Data Model Design for Explainable Machine Learning-based Electricity Applications
This work addresses the problem of inefficient data modeling for explainable machine learning in electricity applications, particularly for smart grids and renewable energy integration, but it is incremental as it builds on existing forecasting methods with a new data taxonomy.
The paper tackles the lack of structured study on multivariate data in machine learning for energy applications by proposing a taxonomy to guide data model design, and validates it in household electricity forecasting, showing improved accuracy with domain, contextual, and behavioral features across multiple datasets and models.
The transition from traditional power grids to smart grids, significant increase in the use of renewable energy sources, and soaring electricity prices has triggered a digital transformation of the energy infrastructure that enables new, data driven, applications often supported by machine learning models.
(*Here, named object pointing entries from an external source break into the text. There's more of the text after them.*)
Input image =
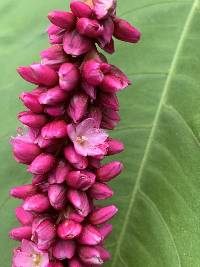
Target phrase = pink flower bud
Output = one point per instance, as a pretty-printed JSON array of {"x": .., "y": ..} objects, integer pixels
[
  {"x": 78, "y": 106},
  {"x": 103, "y": 8},
  {"x": 69, "y": 76},
  {"x": 53, "y": 96},
  {"x": 80, "y": 201},
  {"x": 57, "y": 196},
  {"x": 38, "y": 74},
  {"x": 79, "y": 162},
  {"x": 54, "y": 129},
  {"x": 102, "y": 215},
  {"x": 89, "y": 27},
  {"x": 115, "y": 81},
  {"x": 124, "y": 31},
  {"x": 80, "y": 9},
  {"x": 24, "y": 232},
  {"x": 115, "y": 146},
  {"x": 42, "y": 164},
  {"x": 72, "y": 214},
  {"x": 31, "y": 102},
  {"x": 76, "y": 44},
  {"x": 53, "y": 56},
  {"x": 75, "y": 262},
  {"x": 55, "y": 111},
  {"x": 105, "y": 255},
  {"x": 94, "y": 163},
  {"x": 59, "y": 174},
  {"x": 69, "y": 229},
  {"x": 89, "y": 89},
  {"x": 55, "y": 264},
  {"x": 100, "y": 191},
  {"x": 56, "y": 34},
  {"x": 109, "y": 48},
  {"x": 90, "y": 235},
  {"x": 23, "y": 191},
  {"x": 106, "y": 36},
  {"x": 96, "y": 114},
  {"x": 28, "y": 254},
  {"x": 46, "y": 143},
  {"x": 62, "y": 19},
  {"x": 105, "y": 230},
  {"x": 81, "y": 180},
  {"x": 109, "y": 100},
  {"x": 31, "y": 119},
  {"x": 109, "y": 171},
  {"x": 90, "y": 255},
  {"x": 44, "y": 233},
  {"x": 24, "y": 217},
  {"x": 38, "y": 179},
  {"x": 36, "y": 203},
  {"x": 64, "y": 249},
  {"x": 23, "y": 151},
  {"x": 92, "y": 73}
]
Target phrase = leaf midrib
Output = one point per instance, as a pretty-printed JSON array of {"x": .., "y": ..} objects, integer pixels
[{"x": 153, "y": 130}]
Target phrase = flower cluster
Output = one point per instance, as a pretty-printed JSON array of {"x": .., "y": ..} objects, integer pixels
[{"x": 64, "y": 139}]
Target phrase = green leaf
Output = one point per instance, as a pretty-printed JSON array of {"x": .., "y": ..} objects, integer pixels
[{"x": 158, "y": 193}]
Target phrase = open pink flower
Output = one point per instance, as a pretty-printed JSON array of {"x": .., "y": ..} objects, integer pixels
[
  {"x": 88, "y": 139},
  {"x": 30, "y": 256}
]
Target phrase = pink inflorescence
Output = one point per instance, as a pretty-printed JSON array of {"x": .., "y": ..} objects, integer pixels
[{"x": 64, "y": 139}]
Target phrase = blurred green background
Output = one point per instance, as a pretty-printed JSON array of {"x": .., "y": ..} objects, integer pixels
[{"x": 158, "y": 221}]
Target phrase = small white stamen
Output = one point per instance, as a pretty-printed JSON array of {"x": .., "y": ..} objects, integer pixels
[{"x": 36, "y": 260}]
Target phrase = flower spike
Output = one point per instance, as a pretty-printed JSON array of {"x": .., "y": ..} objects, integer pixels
[{"x": 66, "y": 119}]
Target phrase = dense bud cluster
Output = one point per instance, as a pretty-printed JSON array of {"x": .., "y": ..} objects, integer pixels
[{"x": 64, "y": 139}]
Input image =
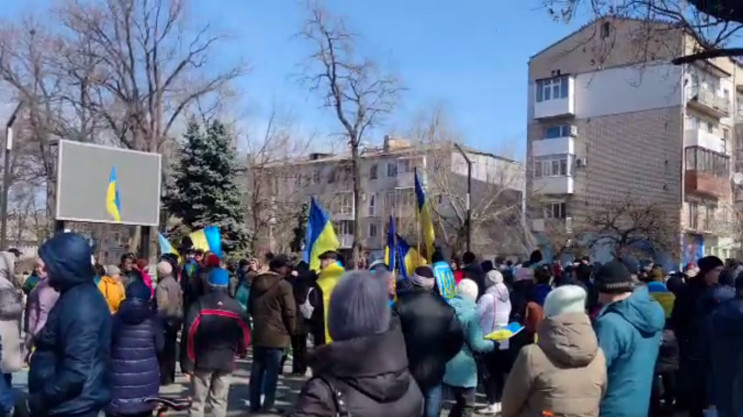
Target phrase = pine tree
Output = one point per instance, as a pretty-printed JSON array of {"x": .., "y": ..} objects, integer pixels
[{"x": 204, "y": 191}]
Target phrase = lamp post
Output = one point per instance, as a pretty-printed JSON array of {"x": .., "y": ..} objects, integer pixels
[
  {"x": 6, "y": 177},
  {"x": 469, "y": 194}
]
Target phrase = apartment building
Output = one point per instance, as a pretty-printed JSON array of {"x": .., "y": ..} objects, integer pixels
[
  {"x": 387, "y": 184},
  {"x": 610, "y": 116}
]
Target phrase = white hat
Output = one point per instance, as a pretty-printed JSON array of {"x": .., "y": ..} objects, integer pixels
[
  {"x": 565, "y": 299},
  {"x": 468, "y": 288}
]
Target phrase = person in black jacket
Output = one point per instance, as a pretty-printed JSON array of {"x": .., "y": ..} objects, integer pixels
[
  {"x": 366, "y": 361},
  {"x": 67, "y": 374},
  {"x": 432, "y": 333},
  {"x": 215, "y": 332}
]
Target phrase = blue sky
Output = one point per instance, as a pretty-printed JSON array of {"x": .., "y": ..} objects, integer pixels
[{"x": 470, "y": 57}]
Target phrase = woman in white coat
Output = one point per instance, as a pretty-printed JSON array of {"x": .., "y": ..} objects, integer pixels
[{"x": 494, "y": 309}]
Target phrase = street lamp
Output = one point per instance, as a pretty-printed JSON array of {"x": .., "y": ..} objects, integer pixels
[
  {"x": 6, "y": 177},
  {"x": 469, "y": 194}
]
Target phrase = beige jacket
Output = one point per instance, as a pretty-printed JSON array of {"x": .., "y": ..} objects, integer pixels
[{"x": 564, "y": 375}]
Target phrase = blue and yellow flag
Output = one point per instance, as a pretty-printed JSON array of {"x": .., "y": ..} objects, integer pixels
[
  {"x": 207, "y": 239},
  {"x": 320, "y": 237},
  {"x": 113, "y": 202},
  {"x": 166, "y": 247},
  {"x": 390, "y": 251},
  {"x": 424, "y": 214},
  {"x": 409, "y": 258}
]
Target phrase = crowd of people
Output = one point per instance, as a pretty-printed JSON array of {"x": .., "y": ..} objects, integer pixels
[{"x": 613, "y": 340}]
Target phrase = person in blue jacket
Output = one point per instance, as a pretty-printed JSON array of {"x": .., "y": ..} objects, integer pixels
[
  {"x": 67, "y": 374},
  {"x": 461, "y": 370},
  {"x": 629, "y": 329}
]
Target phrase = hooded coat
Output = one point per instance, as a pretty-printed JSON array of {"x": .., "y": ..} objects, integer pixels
[
  {"x": 461, "y": 371},
  {"x": 68, "y": 368},
  {"x": 11, "y": 311},
  {"x": 629, "y": 333},
  {"x": 372, "y": 374},
  {"x": 563, "y": 373},
  {"x": 134, "y": 371}
]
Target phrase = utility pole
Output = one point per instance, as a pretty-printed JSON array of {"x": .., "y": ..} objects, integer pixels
[
  {"x": 469, "y": 195},
  {"x": 6, "y": 177}
]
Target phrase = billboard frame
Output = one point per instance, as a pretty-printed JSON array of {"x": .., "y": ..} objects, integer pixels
[{"x": 58, "y": 185}]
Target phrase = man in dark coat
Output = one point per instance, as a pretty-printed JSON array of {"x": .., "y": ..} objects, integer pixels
[
  {"x": 273, "y": 310},
  {"x": 432, "y": 333},
  {"x": 68, "y": 368},
  {"x": 137, "y": 340},
  {"x": 215, "y": 332}
]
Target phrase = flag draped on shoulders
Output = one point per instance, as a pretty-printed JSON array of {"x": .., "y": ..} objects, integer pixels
[{"x": 320, "y": 235}]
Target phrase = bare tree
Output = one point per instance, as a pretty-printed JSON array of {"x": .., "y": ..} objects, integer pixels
[
  {"x": 629, "y": 226},
  {"x": 352, "y": 86}
]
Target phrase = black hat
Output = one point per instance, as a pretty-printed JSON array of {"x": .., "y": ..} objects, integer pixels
[
  {"x": 329, "y": 254},
  {"x": 613, "y": 278}
]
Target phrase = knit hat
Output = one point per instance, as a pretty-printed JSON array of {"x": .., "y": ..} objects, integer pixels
[
  {"x": 359, "y": 306},
  {"x": 494, "y": 276},
  {"x": 614, "y": 278},
  {"x": 468, "y": 288},
  {"x": 138, "y": 290},
  {"x": 709, "y": 263},
  {"x": 113, "y": 270},
  {"x": 423, "y": 277},
  {"x": 565, "y": 299},
  {"x": 164, "y": 269},
  {"x": 219, "y": 277}
]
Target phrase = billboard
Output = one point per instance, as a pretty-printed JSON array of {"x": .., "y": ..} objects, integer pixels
[{"x": 102, "y": 184}]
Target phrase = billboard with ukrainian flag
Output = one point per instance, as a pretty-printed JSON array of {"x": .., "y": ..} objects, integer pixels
[{"x": 103, "y": 184}]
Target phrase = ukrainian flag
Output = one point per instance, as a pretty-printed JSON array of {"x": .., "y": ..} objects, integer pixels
[
  {"x": 113, "y": 202},
  {"x": 207, "y": 239},
  {"x": 424, "y": 214},
  {"x": 166, "y": 247},
  {"x": 390, "y": 251},
  {"x": 320, "y": 235},
  {"x": 409, "y": 258}
]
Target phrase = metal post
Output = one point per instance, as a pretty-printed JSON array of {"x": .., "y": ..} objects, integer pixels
[
  {"x": 469, "y": 195},
  {"x": 6, "y": 177}
]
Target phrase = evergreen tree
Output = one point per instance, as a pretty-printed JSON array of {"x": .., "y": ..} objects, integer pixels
[{"x": 204, "y": 190}]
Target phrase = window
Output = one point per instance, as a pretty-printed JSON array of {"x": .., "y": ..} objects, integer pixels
[
  {"x": 552, "y": 89},
  {"x": 559, "y": 131},
  {"x": 555, "y": 210},
  {"x": 705, "y": 160},
  {"x": 391, "y": 169},
  {"x": 553, "y": 166},
  {"x": 605, "y": 30},
  {"x": 373, "y": 230}
]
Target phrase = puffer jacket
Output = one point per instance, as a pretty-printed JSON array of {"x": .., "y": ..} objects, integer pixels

However, the majority of the developed machine learning models rely on univariate data. To date, a structured study considering the role meta-data and additional measurements resulting in multivariate data is missing. In this paper we propose a taxonomy that identifies and structures various types of data related to energy applications. The taxonomy can be used to guide application specific data model development for training machine learning models. Focusing on a household electricity forecasting application, we validate the effectiveness of the proposed taxonomy in guiding the selection of the features for various types of models. As such, we study of the effect of domain, contextual and behavioral features on the forecasting accuracy of four interpretable machine learning techniques and three openly available datasets. Finally, using a feature importance techniques, we explain individual feature contributions to the forecasting accuracy.